The best course of action is to spend the first week or two of work a little bit overdressed or matched with the most formally dressed person you see in the office. Pay close attention to the finer points of the dress code, and assess the average level of dressiness. Do women wear tights or hose? Do men wear playful or conservative ties? Does anyone ever wear sneakers or casual loafers? Do employees wear tailored, formal pants or standard-fare chinos? Once you understand the dress code, you will be able to integrate your own sense of individual style with the workplace aesthetic. By waiting to bring your unique sensibility to your office attire, you'll be sure not to inadvertently rub others the wrong way or give the impression that you don't care or don't take your new job seriously.

Be nice to administrative assistants and clerical workers. The main reason to be nice to the office staff is, of course, that they're people, meaning that they deserve common courtesies. Another reason, however, is that your relationship with the person who operates the fax machine, answers the phone, files papers, types transcripts, and operates the copy machine can greatly determine the quality of your job. If you're rude to the receptionist, why should he or she give you phone messages, deliver faxes, or process your copy machine requests in a punctual manner? If you spurn the administrative assistant, why should he or she help you out when you misplace an important file or realize you forgot to do something once you get home from work? Your relationship with support staff can have a decided impact not just on the pleasantness of your day, but also on your job performance.
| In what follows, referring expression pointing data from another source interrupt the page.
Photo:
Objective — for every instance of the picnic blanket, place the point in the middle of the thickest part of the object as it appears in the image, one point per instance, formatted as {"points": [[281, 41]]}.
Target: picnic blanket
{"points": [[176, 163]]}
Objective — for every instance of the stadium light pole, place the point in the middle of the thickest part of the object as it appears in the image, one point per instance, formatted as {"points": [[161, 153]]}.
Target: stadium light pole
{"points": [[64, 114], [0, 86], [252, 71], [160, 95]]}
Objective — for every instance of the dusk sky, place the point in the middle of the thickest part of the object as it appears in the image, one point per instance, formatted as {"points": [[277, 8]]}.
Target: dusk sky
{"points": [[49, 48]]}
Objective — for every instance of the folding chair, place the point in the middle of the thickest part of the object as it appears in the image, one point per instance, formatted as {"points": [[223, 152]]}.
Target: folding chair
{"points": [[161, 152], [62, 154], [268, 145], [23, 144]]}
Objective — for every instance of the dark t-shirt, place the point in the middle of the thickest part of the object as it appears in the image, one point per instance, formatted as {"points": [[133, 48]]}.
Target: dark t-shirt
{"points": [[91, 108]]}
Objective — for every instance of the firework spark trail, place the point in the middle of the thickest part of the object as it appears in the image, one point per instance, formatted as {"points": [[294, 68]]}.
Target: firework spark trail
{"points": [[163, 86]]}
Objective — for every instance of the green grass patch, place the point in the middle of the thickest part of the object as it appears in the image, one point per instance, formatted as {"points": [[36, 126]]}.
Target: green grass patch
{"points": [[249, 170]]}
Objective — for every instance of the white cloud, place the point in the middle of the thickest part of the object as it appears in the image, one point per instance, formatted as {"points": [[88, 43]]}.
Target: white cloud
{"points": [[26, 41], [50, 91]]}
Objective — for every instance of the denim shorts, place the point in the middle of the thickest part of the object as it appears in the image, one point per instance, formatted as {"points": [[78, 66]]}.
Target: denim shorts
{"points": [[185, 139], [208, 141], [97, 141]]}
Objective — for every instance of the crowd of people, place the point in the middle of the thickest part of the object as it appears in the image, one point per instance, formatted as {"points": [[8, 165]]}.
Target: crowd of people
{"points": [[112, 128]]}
College isn't corporate America. The working world can be jarring, especially if you graduated from an idyllic, elite, liberal arts college. Many such schools - the ones with lush quadrangles of emerald green grass, ivy-covered collegiate gothic dormitories, and gender studies departments - offer what many would consider something close to an ideal society. The college community is relatively egalitarian and respectful - even if every decision isn't perfectly progressive, the mandate and vision for equity is palpable.

According to Phyllis R. Stein, a Boston-area career coach, female and minority clients often express dismay over illegal pay differentials, gendered entry-level jobs, and sexual harassment. There are no simple solutions to these problems and realities - everyone's approach to them will be unique. But handling them will be much easier if the initial shock and disillusionment doesn't catch you completely off guard.